C'est dans un monde sauvage que les sphères économiques et financières s'aventurent désormais, a déclaré ce matin à Paris Christophe Donay, le stratégiste de la banque privée suisse Pictet & Cie. Pour les boursiers, cela signifie que la rentabilité des actions ne rééditera probablement pas, en 2015, les performances constatées depuis 2009. Attention aux déconvenues, notamment en Europe, et à la volatilité. De ce fait, les actions américaines sont privilégiées par le gestionnaire d'actifs, qui a déjà liquidé ses positions en zone euro.
Pictet & Cie part du constat de la désynchronisation de l'économie mondiale. Etats-Unis, Asie et Europe en sont effectivement à des phases différentes du cycle économique, les stratégies monétaires de leurs banques centrales sont divergentes, et les les politiques fiscales et budgétaires ne suivent pas de tendance générale.
Si une dynamique positive s'installe aux Etats-Unis, dont la croissance du PIB devrait se situer entre 3% et 3,5% en 2015, il n'en sera pas de même an zone euro, où Ch. Donay n'attend qu'une hausse de 0,8%, chiffre sensiblement inférieur au consensus (+ 1,2%).
En effet, la zone euro bénéficie certes du caractère accommodant de l'action de la BCE. Mais si la politique monétaire peut éloigner le risque systémique, elle ne peut à elle seule faire repartir une économie : en attendant, alors même que la croissance reste faible, l'accumulation de dette publique se poursuit - ce que Christophe Donay qualifie de mécanique infernale.
Un nombre croissant d'Etats membres de la zone euro, notamment dans la périphérie mais aussi la France et l'Italie, ne respectent plus les critères de Maastricht, qui sont avant tout des marqueurs de solvabilité. De facto, en Europe, le risque de défaut de paiement augmente.
Par ailleurs, si chaque baisse de 10 dollars du baril de pétrole dope la croissance de l'Eurozone de 0,1 point de pourcentage, le risque de déflation augmente d'autant. D'où une hausse de la probabilité du lancement, par la BCE, d'un QE souverain l'année prochaine
Le gestionnaire d'actifs qu'est Pictet, dont l'encours atteignait 119 milliards d'euros à fin septembre, en déduit que l'environnement économique et financier demeure complexe et hétérogène, marqué par une volatilité importante, et qu'il offre aussi une faible visibilité. Pictet mettra donc l'accent sur la diversification et la protection des portefeuilles.

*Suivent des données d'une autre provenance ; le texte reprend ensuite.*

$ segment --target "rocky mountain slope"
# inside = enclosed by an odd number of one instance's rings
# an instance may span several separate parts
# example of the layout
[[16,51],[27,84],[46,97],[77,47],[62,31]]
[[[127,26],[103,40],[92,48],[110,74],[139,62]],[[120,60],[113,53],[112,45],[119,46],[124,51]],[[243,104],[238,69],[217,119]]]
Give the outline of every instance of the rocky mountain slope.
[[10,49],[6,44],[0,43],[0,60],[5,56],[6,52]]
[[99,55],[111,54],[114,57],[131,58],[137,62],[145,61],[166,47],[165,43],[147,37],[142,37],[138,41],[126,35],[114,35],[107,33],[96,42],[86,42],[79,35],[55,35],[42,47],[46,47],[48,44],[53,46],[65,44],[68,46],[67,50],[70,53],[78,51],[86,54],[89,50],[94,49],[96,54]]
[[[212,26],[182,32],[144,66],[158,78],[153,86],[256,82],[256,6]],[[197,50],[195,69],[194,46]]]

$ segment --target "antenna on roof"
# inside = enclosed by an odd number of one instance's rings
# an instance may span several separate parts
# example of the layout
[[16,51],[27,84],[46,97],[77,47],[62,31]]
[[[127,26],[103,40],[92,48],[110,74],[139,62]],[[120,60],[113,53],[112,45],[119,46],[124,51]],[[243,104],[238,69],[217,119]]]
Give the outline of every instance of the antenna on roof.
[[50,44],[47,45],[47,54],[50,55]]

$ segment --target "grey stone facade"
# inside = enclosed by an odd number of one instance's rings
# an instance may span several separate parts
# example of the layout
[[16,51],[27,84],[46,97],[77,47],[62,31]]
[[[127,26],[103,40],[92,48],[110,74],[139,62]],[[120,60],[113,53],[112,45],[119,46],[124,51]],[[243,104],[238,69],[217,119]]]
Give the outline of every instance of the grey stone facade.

Conséquence radicale sur les marchés d'actions : Pictet conseille de sous-pondérer l'exposition à la zone euro, qui d'ores et déjà ne fait plus partie des investissements auxquels la gestion est exposée, tout en se montrant neutre sur l'Europe en général et positif sur les Etats-Unis.
En effet, même si la BCE lançait un QE de plein exercice, son effet sera moins marqué sur les marchés que celui de la Fed. Ne serait-ce qu'en raison de l'absence de coordination des actions monétaires et budgétaires.
En outre, Pictet calcule que l'écart de valorisation des Bourses européennes et américaines, à 2,5 points de PER actuellement, est revenu à sa moyenne historique. On ne peut donc parler de décote en Europe et en cas de déception conjoncturelle (ce qui est jugé probable), les marchés de la zone euro seraient menacés de correction.
Pictet estime enfin que les anticipations de profit agrégé des actions européennes en 2015, que le consensus attend en hausse globale de 17%, reposent excessivement sur les cycliques et les financières. Il recèlerait donc un risque de déception significatif.